Monday, 14 May 2018
Movie Review: The Spectacular Now (2013)
A teen high school drama and romance, The Spectacular Now treats its characters with respect but stumbles on some uneven tones.
Sutter (Miles Teller) is in his last year of high school, half-heartedly applying to colleges. Sutter is popular, but lives for the moment, barely studies, and has no plans for the future. He has a strained relationship with his mother Sara (Jennifer Jason Leigh), and does not know much about his father except that he left the house years earlier. Sutter is also a heavy drinker, keeping a flask handy and gulping alcohol at every opportunity.
His long-term girlfriend Cassidy (Brie Larson) finally dumps him when she catches him in the company of another girl, but Cassidy is really tired of Sutter's overall aimlessness. She starts a relationship with star athlete Marcus (Dayo Okeniyi), but Sutter does not give up hope of winning her back. Meanwhile he meets the down-to-earth Aimee (Shailene Woodley), a hard working low profile student with her own dominating mother. Sutter takes Aimee on as a project to introduce her to the fun life, and gradually they prod each other towards change.
Directed by James Ponsoldt and co-written by Scott Neustadter and Michael H. Weber, The Spectacular Now takes a relatively serious look at a teenager as he stands at the crossroads. The film sets out to draw a stark line of contrast between the carefree, live-for-today attitude and the more cerebral, worry-about-the-future stance most young people tend to find natural. Sutter very much belongs in the former camp, to the exasperation of his friends and teachers, but he sees little point in anything except enjoying the current moment.
How Sutter, a seemingly intelligent, caring and capable young man, came to be so indifferent to his own future is revealed slowly, Ponsoldt content to let the story unfold at a relaxed pace. The majority of the film is mostly occupied with Sutter being Sutter, working hard at doing nothing, tentatively exploring the strange and new attraction he senses towards Aimee while at the same time finding it difficult to let go of Cassidy.
The deliberate exposition is both a strength and weakness. While Sutter emerges as a well-rounded and deeply flawed character, the film is repetitive and entrenches his self-destructive behavioral patterns, including uncontrolled drinking, driving while impaired and an inability to motivate himself to study. When the moment of truth comes and Sutter has to evolve or wither, he has precious little time and space to convincingly maneuver.

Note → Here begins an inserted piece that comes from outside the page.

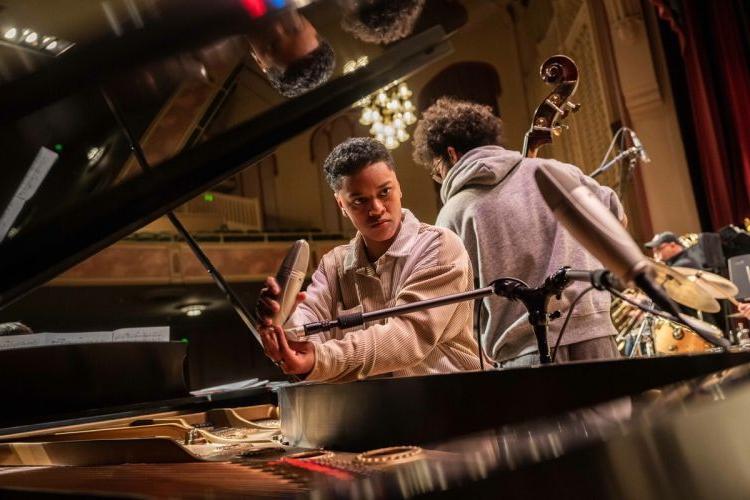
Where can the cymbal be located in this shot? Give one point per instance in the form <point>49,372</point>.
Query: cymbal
<point>708,326</point>
<point>683,290</point>
<point>717,286</point>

With the entire film riffing on themes from Say Anything..., Miles Teller channels a more adrift version of John Cusack's Lloyd Dobler. Shailene Woodley is impeccable as the star-struck new possible girlfriend, her quick entry into Sutter's hard drinking orbit one of the film's more disturbing themes. But The Spectacular Now reaches a gut-wrenching cinematic peak and emotional trough when Sutter finally and simultaneously catches up with his past and his future. Suddenly, aiming for the thrill of now does not appear all that spectacular.